Chia seeds — turn them into a pet or a pudding
In this image taken on March 5, 2012, chia seeds take on a tapioca-like consistency when soaked in a liquid such as almond milk and result in a thick pudding deliciously spiked with a bit of cinnamon as shown here in Concord, N.H. (AP Photo/Matthew Mead)
The trouble with this underappreciated ingredient is that for the next few days you’re going to have its only-available-on-TV jingle stuck in your head.
That’s right, we’ve wandered into the Chia Pet aisle. Because the same seeds used to grow fluffy green pets also happen to be delicious and nutritious.
First, the basics.
Chia seeds — which are a relative of sage — resemble poppy seeds, but with a nuttier, less assertive flavor. They have gobs of fiber and a fair amount of protein. The seeds were a staple of the Aztecs, who roasted and ground them, then mixed them with water to form a porridge or meal for making cakes.
Chia seeds’ reputation for providing sustained energy — as well as plenty of nutrients — more recently have turned them into the darling of the fitness world. They also have shown up in a growing number of products in natural foods shops, from protein bars and baked goods to drinks such as kombucha.
That last one deserves special attention. When mixed with water (as well as some other liquids), chia seeds plump up and develop a pleasantly tender, gelatinous quality, similar to cooked tapioca pearls. Drinks to which chia seeds have been added resemble Japanese bubble tea (teas and juices to which tapioca pearls have been added) — thick and studded with slightly chewy rounds.
To make your own, soak a tablespoon or 2 of the seeds in ¼ cup of water until thick and tender. Then mix in the fruit juice (even some hard stuff) and drink.
That thickening power also can be harnessed in smoothies. Blending in a tablespoon or two is a great way to add fiber and body to your fruity-yogurt drink. And because the seeds don’t need to be ground before eating, they also can be tossed into baked goods, such as cookies, bars and multi-grain breads.

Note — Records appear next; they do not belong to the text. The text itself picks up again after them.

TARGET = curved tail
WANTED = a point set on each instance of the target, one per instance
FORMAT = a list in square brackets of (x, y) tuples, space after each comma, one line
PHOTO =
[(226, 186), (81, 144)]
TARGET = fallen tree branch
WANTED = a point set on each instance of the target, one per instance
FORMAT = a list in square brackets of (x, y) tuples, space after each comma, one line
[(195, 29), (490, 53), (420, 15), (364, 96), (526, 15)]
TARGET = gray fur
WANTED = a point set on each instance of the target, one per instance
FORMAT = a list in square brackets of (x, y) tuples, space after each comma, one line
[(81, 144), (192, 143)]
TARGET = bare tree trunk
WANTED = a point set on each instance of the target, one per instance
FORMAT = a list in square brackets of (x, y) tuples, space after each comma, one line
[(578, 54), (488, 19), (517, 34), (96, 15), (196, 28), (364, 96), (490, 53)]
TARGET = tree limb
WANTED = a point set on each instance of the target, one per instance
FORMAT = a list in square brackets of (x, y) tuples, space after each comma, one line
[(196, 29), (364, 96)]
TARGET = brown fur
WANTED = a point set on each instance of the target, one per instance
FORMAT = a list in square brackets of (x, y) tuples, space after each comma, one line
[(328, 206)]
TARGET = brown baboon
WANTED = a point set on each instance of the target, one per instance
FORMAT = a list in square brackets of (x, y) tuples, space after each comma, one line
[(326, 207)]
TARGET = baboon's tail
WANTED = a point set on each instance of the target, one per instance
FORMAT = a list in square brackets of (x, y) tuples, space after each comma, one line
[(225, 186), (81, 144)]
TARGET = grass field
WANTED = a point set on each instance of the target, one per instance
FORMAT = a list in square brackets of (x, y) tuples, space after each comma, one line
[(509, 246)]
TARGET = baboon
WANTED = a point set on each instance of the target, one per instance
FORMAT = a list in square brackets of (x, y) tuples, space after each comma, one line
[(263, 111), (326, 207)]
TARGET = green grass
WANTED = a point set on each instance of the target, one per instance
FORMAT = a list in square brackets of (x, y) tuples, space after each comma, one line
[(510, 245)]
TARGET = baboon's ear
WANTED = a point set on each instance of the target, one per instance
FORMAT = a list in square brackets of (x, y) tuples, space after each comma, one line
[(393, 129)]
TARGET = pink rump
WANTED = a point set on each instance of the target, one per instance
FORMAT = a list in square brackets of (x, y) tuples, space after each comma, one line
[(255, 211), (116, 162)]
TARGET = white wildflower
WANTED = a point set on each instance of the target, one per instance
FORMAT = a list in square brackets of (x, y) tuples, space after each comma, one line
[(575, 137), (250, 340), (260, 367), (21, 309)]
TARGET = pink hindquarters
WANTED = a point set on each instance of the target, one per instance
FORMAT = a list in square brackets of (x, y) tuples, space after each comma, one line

Why would you? In addition to adding protein, fiber and calcium, the seeds add a deliciously crunchy-nutty flavor without overwhelming.
If you’re the type who likes making yogurt at home (admittedly, we are few in number), chia seeds are a great addition there, too. You’ll need a yogurt maker (basically, a device that holds the milk at a set temperature so the live cultures can do their job), but it’s stupidly simple.
I combine 1½ tablespoons of chia seed with 2 cups of milk and 1 tablespoon of yogurt (make sure it is labeled as having live culture). Then let it sit a few hours in the yogurt maker and you’re done — and it’s delicious.
Even easier? Make a tapioca-like pudding. All you need to do is mix and refrigerate overnight. My 8-year-old son loves this stuff.
Top this pudding with whipped cream and a sprinkle of chia seeds. Or drizzle it with a bit of honey or agave syrup.
2 cups vanilla almond milk
1½ tablespoons chia seeds
Zest of 1 lemon
½ teaspoon cinnamon
Pinch of salt
In a medium bowl, combine all the ingredients, then stir well.
Leave the bowl on the counter and stir once a minute for about 10 minutes. This prevents the seeds from clumping into blobs as they absorb liquid.
Cover and refrigerate the bowl for at least 6 hours, or ideally overnight. When you think of it, give the pudding a stir.